New Hampshire is best time for conservative GOP candidates to rise to the top
Yawn! Mitt Romney will win New Hampshire. We won’t even have to stay up that late to find out who won and zzzzzzzzzzzzzzz.
Yes, Romney will likely win New Hampshire. Not because he is a jamming, awesome candidate, but because Romney hasn’t suffered as much from “foot-in-mouth” disease (not a pre-existing condition under Romneycare, er, Obamacare).
Sen. Rick Santorum gets some momentum, and how does he spend it? Telling us that we shouldn’t use the term “middle-class” and how that builds a class system. The Republicans have spent the last 30 years trying to get rid of the middle class; some Democratic politician have piled on, but the GOP did start the fire.
We got proof that just because you have money doesn’t mean you’re smart: one of Newt Gingrich’s benefactors gave his PAC $5 million — now. Why now? Because Gingrich is finally in it? Gingrich’s best chance was Iowa. As much love as he has for Santorum, he sees Santorum’s virtual win as one he should have had.
Giving Gingrich $5 million at this point won’t get Gingrich the nomination, but it could add to his fuel against Romney. Gingrich had better get that fire going. If Romney wins New Hampshire by a substantial margin, the MSM won’t have much to say about anyone else.
Santorum says a shrinking middle-class isn’t the problem; it’s calling them middle-class. Gingrich identified himself as not rich, though he has a net worth of over $6 million. Gingrich isn’t Romney-rich, but he is better off that more than 99% of the rest of us. This is who you want to lead in an economy still racked by unemployment and housing crises.
Rick Perry is doing his best Rudy Giuliani impression. Giuliani figured if he didn’t campaign in the early states, people would forget the crazy stuff he might have said. Perry seems much more normal this week, but only because we haven’t heard from him. Michele Bachmann beats him as sounding more normal, only because we won’t hear from her starting tomorrow from South Carolina.
For all the pundits who deride Romney for not exceeding 25%, the other 75% really has no idea who or what they want. They stare at the menu, as if the menu will change, insisting on a steak in a vegetarian restaurant. In the meantime, Romney is cruising along.

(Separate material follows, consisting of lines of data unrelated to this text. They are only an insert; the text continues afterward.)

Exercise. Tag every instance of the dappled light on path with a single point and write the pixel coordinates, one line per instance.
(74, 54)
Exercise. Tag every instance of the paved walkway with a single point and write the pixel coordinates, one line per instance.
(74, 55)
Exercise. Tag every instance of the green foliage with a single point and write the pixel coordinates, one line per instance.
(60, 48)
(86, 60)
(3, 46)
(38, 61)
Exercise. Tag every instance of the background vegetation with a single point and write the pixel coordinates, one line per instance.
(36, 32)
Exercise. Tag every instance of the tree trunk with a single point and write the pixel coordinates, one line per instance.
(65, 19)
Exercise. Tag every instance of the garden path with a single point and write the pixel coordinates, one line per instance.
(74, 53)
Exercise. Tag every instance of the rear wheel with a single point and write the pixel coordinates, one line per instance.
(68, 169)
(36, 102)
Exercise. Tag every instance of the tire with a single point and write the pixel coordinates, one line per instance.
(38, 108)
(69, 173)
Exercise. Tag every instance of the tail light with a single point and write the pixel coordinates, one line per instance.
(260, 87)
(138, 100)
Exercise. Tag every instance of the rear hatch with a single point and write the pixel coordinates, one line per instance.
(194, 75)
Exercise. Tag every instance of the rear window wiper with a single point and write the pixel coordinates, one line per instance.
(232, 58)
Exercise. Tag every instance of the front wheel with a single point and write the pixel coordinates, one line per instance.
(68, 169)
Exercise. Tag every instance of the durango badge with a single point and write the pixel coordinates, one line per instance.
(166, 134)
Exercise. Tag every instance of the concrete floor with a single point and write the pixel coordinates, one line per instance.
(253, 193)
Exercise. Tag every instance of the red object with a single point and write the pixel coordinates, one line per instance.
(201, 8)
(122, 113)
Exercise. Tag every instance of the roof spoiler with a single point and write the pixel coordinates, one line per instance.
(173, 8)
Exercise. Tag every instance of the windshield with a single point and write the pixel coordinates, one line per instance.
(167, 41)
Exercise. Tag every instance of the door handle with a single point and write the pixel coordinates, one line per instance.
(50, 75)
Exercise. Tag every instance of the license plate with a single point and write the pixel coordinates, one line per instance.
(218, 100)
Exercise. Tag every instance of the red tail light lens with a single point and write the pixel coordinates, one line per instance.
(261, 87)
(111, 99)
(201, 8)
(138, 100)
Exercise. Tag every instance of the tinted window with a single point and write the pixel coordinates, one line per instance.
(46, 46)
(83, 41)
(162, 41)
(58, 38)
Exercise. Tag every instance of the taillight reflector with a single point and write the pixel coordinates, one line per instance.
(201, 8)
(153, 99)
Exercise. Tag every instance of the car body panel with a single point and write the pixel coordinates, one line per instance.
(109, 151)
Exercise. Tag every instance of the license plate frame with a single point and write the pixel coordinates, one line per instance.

We have said little about Jon Huntsman, who feels like he is in a time warp. Mocking Iowa might get a few applause points, but if you want to be president, you get to be president of more than New Hampshire. Quite frankly, the world knows more about Huntsman’s adult daughters than in anything he has done or said.
While very rich candidates such as Gingrich and Romney have thinly disguised PACs trashing the other candidate, Ron Paul said he couldn’t do anything about his supporters running ads questioning Huntsman because his two young daughters are adopted from Asia. You can’t coordinate, but you can denounce. Pulling out the sleazy John McCain’s “fathering of a black baby” trick before the race gets to South Carolina is going even more backward than the horrible incident of 2000, and we didn’t think it could get worse.
One of Gingrich’s lines about Romney is that he is a “career politician.” Romney’s argument against that idea is mostly semantics. But everyone, including Romney, knows the former Massachusetts governor has been running for president in 2012 since he ran for president in 2008. The conservatives have had to decide which candidate they want to rally around. The “king of the hill” game the Republicans played throughout the summer and fall of 2010 proved that they couldn’t get serious about doing so.
Mitt Romney will likely win New Hampshire, but that doesn’t mean the race is his to win. The upcoming Southern states will help the conservative candidate, whomever that may be. But the GOP could have 7 straight Southern primaries, and they won’t help unless someone can step up. Until — if — a conservative candidate steps up, Romney may not be on fire in GOP minds, but he is warmer than the rest of the GOP field.